From an AI recruiting tool that rejected all resumes from women or an algorithm that prioritized white patients over sicker Black patients, “Coded Bias” gives examples of the many ways biased AI has infiltrated day-to-day life. Designed and deployed by predominantly white men, these codes often operate undetected and also without channels to protest one’s inclusion or exclusion from a dataset. It begins to dawn on Buolamwini that “we need laws,” because hard-earned civil rights are at risk. All of this leads her to create the Algorithmic Justice League to protect those rights. (The movement’s icon turns a mask into a shield. Get the 2021 Halloween costumes ready now.)
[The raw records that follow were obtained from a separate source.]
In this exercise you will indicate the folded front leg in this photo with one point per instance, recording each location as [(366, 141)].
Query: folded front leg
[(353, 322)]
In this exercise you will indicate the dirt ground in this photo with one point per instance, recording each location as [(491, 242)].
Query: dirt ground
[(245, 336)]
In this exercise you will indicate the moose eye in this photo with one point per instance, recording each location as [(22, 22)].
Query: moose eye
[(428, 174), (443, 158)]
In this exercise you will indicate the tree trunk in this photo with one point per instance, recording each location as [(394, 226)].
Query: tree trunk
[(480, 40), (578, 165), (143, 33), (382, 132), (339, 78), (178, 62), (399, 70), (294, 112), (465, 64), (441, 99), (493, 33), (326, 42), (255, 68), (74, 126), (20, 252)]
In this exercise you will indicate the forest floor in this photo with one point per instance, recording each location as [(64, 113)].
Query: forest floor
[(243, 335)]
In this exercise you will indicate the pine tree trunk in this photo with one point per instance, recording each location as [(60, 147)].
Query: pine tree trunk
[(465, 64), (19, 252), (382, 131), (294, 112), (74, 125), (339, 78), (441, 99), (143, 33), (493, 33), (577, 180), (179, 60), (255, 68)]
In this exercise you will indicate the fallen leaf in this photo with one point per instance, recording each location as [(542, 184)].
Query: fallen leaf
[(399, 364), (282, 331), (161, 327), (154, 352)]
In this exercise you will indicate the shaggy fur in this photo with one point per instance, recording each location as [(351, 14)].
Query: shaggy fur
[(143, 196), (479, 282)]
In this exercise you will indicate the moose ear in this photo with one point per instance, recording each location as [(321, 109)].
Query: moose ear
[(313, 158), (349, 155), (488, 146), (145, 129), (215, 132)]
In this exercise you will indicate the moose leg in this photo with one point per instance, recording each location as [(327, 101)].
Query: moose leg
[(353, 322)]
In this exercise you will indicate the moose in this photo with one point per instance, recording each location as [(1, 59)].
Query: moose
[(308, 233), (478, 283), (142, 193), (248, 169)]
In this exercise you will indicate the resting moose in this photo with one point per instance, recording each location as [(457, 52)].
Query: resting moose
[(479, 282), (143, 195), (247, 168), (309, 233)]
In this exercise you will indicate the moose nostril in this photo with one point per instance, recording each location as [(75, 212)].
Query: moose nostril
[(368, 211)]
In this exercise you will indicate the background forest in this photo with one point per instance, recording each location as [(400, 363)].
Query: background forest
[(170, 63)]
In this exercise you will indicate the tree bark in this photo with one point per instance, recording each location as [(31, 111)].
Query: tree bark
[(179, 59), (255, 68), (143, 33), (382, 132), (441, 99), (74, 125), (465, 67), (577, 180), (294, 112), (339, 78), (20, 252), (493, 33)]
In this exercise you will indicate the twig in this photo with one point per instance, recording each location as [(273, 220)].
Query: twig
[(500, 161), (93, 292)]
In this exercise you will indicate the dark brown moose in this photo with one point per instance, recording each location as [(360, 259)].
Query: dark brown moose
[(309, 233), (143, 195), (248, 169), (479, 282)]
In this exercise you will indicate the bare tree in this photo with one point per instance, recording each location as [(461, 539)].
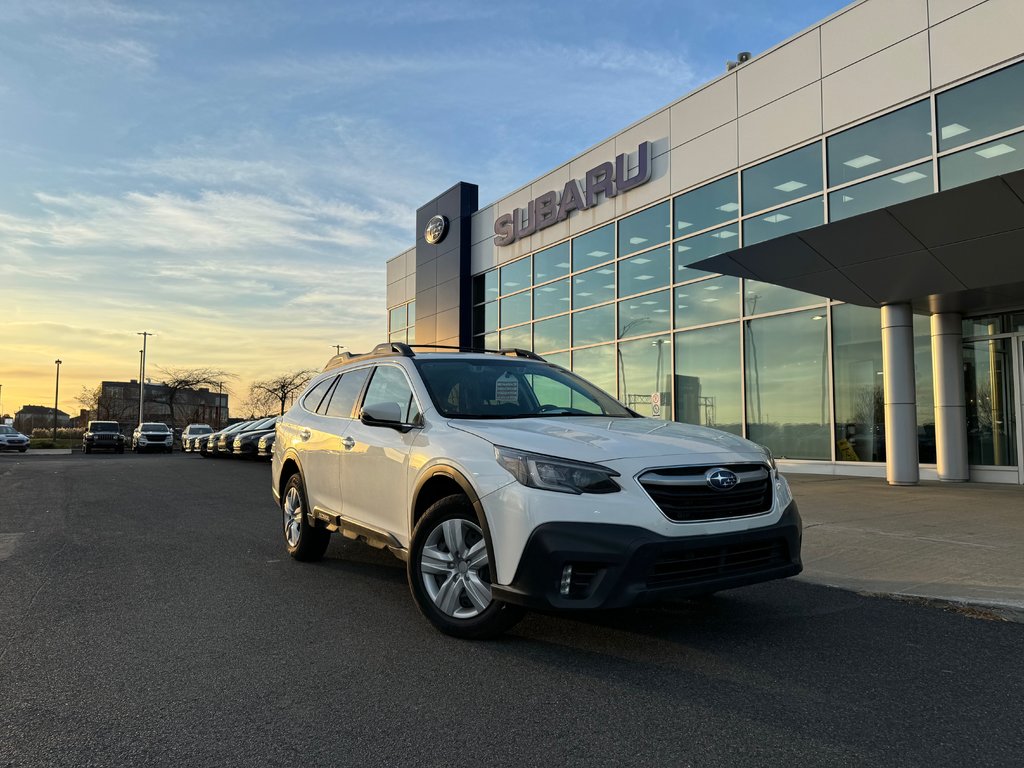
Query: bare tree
[(89, 399), (276, 391), (178, 379)]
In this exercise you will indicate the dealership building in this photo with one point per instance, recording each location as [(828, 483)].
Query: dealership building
[(821, 250)]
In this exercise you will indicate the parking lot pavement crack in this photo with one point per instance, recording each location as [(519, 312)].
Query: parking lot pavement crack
[(19, 623)]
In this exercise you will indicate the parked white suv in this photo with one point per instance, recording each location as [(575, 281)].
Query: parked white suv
[(506, 482), (152, 435)]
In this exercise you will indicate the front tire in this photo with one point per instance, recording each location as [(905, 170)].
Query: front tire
[(303, 540), (450, 573)]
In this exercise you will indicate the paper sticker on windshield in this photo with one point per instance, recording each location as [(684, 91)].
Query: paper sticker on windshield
[(507, 389)]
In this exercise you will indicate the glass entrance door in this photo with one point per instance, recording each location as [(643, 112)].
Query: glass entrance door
[(989, 389)]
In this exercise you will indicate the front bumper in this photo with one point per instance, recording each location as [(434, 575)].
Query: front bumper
[(620, 565)]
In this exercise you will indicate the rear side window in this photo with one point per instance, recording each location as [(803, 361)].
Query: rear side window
[(313, 396), (390, 385), (344, 395)]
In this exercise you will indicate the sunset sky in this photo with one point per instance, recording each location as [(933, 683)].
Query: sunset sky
[(232, 176)]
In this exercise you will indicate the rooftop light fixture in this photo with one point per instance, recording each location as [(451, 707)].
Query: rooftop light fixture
[(791, 185), (862, 161), (993, 152)]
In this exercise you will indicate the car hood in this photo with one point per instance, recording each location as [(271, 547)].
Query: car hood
[(602, 439)]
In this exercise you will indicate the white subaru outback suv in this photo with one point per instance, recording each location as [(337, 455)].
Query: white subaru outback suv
[(506, 482)]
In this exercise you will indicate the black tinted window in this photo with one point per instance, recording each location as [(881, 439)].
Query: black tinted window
[(390, 385), (314, 395), (344, 395)]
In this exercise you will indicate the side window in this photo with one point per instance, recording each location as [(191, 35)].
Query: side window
[(344, 395), (390, 385), (313, 396)]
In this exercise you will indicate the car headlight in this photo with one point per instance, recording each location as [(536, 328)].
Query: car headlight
[(550, 473)]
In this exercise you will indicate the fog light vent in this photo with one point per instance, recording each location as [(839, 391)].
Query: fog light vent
[(566, 584)]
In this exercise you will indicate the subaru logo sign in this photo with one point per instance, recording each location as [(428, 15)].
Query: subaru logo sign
[(435, 230), (720, 478)]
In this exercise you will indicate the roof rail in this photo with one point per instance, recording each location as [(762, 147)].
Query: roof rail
[(517, 352)]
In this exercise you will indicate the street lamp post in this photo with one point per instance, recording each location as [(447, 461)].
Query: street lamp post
[(56, 392), (141, 376)]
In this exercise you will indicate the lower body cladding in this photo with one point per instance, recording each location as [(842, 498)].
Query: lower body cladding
[(594, 565)]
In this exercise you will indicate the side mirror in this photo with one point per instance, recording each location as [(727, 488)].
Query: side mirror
[(383, 415)]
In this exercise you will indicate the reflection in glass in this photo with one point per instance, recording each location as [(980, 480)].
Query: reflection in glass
[(644, 271), (517, 338), (644, 314), (784, 220), (515, 309), (550, 263), (645, 376), (926, 395), (979, 109), (765, 297), (485, 287), (644, 229), (857, 382), (884, 142), (708, 387), (882, 192), (594, 326), (558, 358), (485, 317), (705, 246), (398, 317), (552, 334), (1001, 156), (594, 248), (796, 174), (707, 206), (597, 365), (787, 385), (708, 301), (515, 275), (594, 287), (988, 382), (551, 299)]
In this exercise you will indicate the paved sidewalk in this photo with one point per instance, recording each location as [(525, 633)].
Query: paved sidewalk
[(962, 543)]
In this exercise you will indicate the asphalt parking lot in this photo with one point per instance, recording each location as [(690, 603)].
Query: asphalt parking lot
[(150, 616)]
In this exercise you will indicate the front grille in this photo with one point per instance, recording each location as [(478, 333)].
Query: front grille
[(684, 496), (678, 568)]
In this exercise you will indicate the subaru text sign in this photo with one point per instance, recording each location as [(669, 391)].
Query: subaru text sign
[(607, 179)]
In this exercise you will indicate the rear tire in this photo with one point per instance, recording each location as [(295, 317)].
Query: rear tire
[(450, 573), (303, 540)]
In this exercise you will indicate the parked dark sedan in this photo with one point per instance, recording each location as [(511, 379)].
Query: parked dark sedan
[(264, 449), (246, 442)]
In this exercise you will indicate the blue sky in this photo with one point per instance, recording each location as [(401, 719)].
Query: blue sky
[(233, 175)]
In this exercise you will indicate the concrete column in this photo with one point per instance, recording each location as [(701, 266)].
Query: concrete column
[(950, 410), (900, 396)]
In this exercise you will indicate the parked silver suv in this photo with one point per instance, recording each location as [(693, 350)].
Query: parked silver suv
[(506, 482)]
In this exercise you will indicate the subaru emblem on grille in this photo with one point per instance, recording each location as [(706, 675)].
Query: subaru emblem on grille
[(721, 479)]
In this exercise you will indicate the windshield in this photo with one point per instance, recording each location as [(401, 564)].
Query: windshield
[(512, 388)]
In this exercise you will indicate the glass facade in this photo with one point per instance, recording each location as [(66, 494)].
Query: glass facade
[(623, 305)]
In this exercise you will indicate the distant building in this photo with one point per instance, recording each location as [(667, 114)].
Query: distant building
[(174, 407), (38, 417)]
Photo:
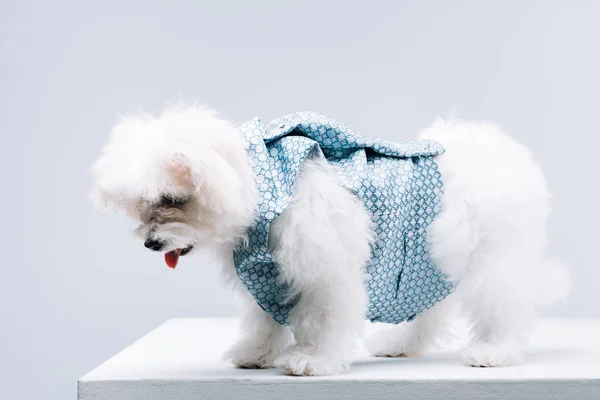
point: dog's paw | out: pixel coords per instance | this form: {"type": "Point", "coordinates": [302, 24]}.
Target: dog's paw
{"type": "Point", "coordinates": [394, 342]}
{"type": "Point", "coordinates": [251, 355]}
{"type": "Point", "coordinates": [492, 355]}
{"type": "Point", "coordinates": [299, 361]}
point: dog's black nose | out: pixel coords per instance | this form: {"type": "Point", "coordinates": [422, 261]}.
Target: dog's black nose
{"type": "Point", "coordinates": [153, 244]}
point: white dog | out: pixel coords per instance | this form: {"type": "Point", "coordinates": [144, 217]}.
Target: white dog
{"type": "Point", "coordinates": [187, 176]}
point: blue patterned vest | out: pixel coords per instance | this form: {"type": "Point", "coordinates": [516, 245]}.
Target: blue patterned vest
{"type": "Point", "coordinates": [399, 184]}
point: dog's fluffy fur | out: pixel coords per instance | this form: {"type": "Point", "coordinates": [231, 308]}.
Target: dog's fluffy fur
{"type": "Point", "coordinates": [185, 176]}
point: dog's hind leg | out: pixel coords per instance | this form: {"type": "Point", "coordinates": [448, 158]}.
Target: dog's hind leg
{"type": "Point", "coordinates": [321, 243]}
{"type": "Point", "coordinates": [415, 338]}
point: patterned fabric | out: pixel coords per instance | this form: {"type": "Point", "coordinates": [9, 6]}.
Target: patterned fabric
{"type": "Point", "coordinates": [399, 184]}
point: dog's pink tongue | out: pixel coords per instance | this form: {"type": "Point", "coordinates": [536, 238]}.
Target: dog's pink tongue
{"type": "Point", "coordinates": [172, 257]}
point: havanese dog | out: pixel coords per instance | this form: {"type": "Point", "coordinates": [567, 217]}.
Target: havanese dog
{"type": "Point", "coordinates": [319, 227]}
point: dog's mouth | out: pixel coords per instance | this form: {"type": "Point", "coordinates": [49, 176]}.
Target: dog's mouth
{"type": "Point", "coordinates": [172, 257]}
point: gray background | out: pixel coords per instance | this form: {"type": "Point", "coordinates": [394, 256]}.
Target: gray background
{"type": "Point", "coordinates": [75, 285]}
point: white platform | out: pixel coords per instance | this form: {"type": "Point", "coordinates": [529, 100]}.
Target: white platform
{"type": "Point", "coordinates": [181, 360]}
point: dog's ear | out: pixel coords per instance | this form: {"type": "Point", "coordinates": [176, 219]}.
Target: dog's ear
{"type": "Point", "coordinates": [181, 174]}
{"type": "Point", "coordinates": [210, 176]}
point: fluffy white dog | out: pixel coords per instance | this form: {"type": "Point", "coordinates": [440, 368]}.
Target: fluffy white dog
{"type": "Point", "coordinates": [186, 176]}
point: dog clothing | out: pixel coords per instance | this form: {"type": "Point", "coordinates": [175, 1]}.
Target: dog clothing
{"type": "Point", "coordinates": [399, 184]}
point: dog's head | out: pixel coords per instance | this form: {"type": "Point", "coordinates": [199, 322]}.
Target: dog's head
{"type": "Point", "coordinates": [184, 176]}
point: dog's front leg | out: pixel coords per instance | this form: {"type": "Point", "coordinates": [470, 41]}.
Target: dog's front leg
{"type": "Point", "coordinates": [321, 243]}
{"type": "Point", "coordinates": [262, 339]}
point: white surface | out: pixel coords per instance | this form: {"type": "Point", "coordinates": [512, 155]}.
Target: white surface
{"type": "Point", "coordinates": [181, 359]}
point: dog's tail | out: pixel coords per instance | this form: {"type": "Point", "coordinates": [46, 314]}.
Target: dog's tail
{"type": "Point", "coordinates": [555, 282]}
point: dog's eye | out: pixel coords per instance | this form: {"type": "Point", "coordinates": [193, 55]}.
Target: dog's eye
{"type": "Point", "coordinates": [174, 201]}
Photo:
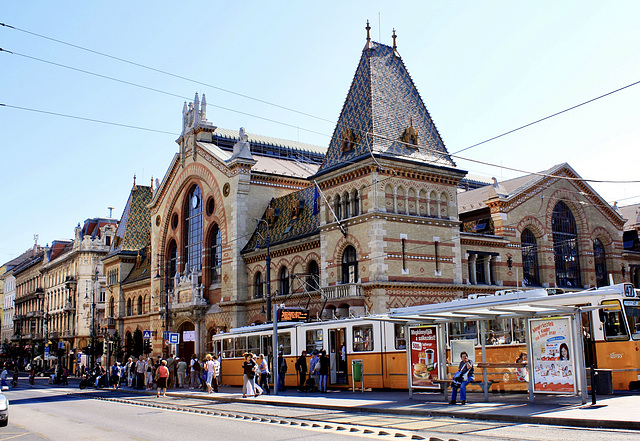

“Coded Bias” adds an urgent nonfiction reference point to fictional series like “Watchmen” for how it confronts ideas about racist policing and hidden identities as well as “The Queen’s Gambit,” which insists viewers get beyond marveling over a “girl” chess prodigy. Success at chess, “Coded Bias” points out, was one of the initial ways AI programmers measured human intelligence, pitting “man” against machine.
The concept of AI can be difficult to grasp and even more difficult to depict. While Buolamwini, “Weapons of Math Destruction” author and mathematician Cathy O’Neil and others do an excellent job of simplifying the stakes through interview and narration accompanied by visual aids, the film bolsters its case with scenes that play out in real time. One of the most powerful moments takes place in London when police accost and search a 14-year-old Black boy only to discover the surveillance software wrongly identified him.
The film also travels to China where a young woman discusses the merits of the government’s “social credit” scoring system, which tracks and rates behaviors like unpaid debts with penalties that include restricted travel. This particular young woman appreciates the convenience of not having to “rely on her own senses” to figure out who to befriend. Americans can be all too comfy with the idea that the threat of big data lies elsewhere. But the film asserts that in reality, rampant American “bots” hide behind a curtain of capitalism which has little regulation.
Clearly frustrated by the state of things, O’Neil wonders, “Why aren’t we using our constitutional right to due process to push back against all kinds of algorithms?” She and countless others have lost patience with what she calls the asymmetry of power between who owns the code and those who suffer “algorithmic harm.”
Buolamwini and O’Neil are engaging, relatable, and accessorize cooler than rock stars. Director Shalini Kantayya gives a glimpse into their private lives but that’s not the film’s priority. As much as I’d like more hangout time with them, I appreciate that she treats her subjects as experts first and foremost.
This decision also adds impact when Buolamwini lets down her guard a bit during a friendly strategy meeting with other members of the Algorithmic Justice League. “I don’t know about you guys, but I’m underestimated so much,” she says. It’s part of being a woman of color in technology to “expect to be discredited, expect your research to be dismissed.”
At this point, it’s easy to be on board with Buolamwini and be ticked off right along with her. Because “Coded Bias” makes an airtight case based on Buolamwini’s research, dismissing her – and her call to action — becomes impossible.
“Coded Bias” opens on Wednesday, Nov. 18, at the Coolidge Corner Theatre’s Virtual Screening Room. On Thursday, Nov. 19 at 8:30 p.m., CNN commentator Van Jones will moderate a livestreamed discussion with director Shalini Kantayya, Dr. Joy Buolamwini (founder, Algorithmic Justice League), Dr. Safiya Umoja Noble (author, “Algorithms of Oppression”), Clare Garvie (researcher, The Perpetual Line-Up), Kade Crockford (director, Technology for Liberty Program at ACLU) and Alvaro Bedoya (founding director, Center on Privacy and Technology at Georgetown Law).